As we prepare to enter winter, it’s easy to think that maintenance related breakdowns are less common – the reality however, is that while this isn’t necessarily the case, winter certainly does heighten the degree of hazards on our roads by way of the wet and slippery conditions. Although we never hope, nor expect, to be in a position where we require roadside assistance, it’s always beneficial to ensure that you’re equipped for the worst case scenario – be it a mechanical breakdown, punctured tyre, or an accident. Detailed below we list the most important essentials that you should carry in your vehicle at all times.

car

Safety

Mobile: Not that the majority of people would ever be caught in public without their mobile phone, but this is your beacon in the event of an emergency. With most cars now supporting charging devices, it’s also wise to store a charger in the central armrest compartment or within the glove box.
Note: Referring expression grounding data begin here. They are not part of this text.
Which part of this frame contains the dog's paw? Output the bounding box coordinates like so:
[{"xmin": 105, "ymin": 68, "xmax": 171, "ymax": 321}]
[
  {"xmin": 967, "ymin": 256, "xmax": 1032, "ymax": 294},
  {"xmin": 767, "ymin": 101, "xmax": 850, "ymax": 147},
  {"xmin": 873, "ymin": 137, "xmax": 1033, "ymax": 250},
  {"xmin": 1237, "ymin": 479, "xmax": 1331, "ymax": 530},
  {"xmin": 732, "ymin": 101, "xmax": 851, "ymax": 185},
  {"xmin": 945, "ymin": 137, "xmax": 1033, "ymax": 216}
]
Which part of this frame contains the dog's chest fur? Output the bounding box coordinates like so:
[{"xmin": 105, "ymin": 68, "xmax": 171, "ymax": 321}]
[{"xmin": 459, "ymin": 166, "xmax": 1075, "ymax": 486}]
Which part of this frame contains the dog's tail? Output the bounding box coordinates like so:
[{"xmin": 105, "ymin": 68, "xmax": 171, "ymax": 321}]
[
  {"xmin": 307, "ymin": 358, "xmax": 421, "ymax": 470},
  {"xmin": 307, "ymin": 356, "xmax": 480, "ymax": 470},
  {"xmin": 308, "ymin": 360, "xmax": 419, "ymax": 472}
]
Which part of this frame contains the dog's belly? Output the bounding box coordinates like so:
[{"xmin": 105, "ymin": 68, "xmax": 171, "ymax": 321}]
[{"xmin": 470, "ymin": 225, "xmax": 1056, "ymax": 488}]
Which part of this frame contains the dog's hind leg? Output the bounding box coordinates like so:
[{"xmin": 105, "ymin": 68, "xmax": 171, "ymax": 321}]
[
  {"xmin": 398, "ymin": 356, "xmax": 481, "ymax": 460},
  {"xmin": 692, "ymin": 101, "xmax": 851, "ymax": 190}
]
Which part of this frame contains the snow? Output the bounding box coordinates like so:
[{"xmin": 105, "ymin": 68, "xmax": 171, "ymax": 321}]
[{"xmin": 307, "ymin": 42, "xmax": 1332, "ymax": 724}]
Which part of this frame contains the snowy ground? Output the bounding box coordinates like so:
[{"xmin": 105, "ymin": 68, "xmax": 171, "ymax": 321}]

First aid kit: In the event of an accident, immediate first aid can make all the difference. Ensure that your first aid kit is not out of date and that it has all the necessary items. It’s also wise to undertake first aid training, which is readily available from multiple providers.

Fire extinguisher: Although it’s uncommon, it’s not implausible for engines to catch fire from overheating. Emergency services should be the first point of call but if one can control the situation, then it’s always wise to store a portable fire extinguisher in the boot or under the passenger seat.

Safety triangle: Whether day or night, if you decide to exit your vehicle and change a tyre on the shoulder of a road, safety triangles should be placed behind the vehicle to serve as a caution to other motorists

Functionality

Flashlight: You might think your phone can serve the same purpose but you never really know when your phone will run out of battery. You’re most likely to need your flashlight in the event of a flat tyre encountered while driving at night. The alternative? Call and wait for roadside assistance to change your tyre. But do you really want to be waiting an hour on the side of the road?

Tyre kit: Flat tyres and punctures are always an inconvenience. However, changing a tyre is actually one of the easier DIY jobs you can perform on your vehicle providing you have a spare tyre in good condition, a wheel brace, and a car jack. Other useful pieces of equipment include tyre sealant to temporarily patch punctures and an inflation pump.

Street directory: Most cars and phones have GPS access but the traditional street directory still serves a purpose as a backup in the event of a breakdown.

Spare tools and gear: You don’t need to carry your entire tool collection with you but it always helps to keep the following nearby: basic took kit; motor oil; coolant; water (for you and the car); spare petrol tank and pump; duct tape (for side mirrors and the like); WD-40; and jumper cables.

Documentation: After an accident it’s easy to panic and lose focus. Keep pens and paper on hand to write the contact details and registration info of the other motorist, while you should also ensure you have access to your own roadside assistance and towing details. The owner’s manual is another valuable source of information for minor repairs.

 

Comfort

You never quite know where you might be stranded, however, if you have the room there is little harm in having some of these luxuries at hand: a blanket; a raincoat or umbrella; sunglasses; and spare change.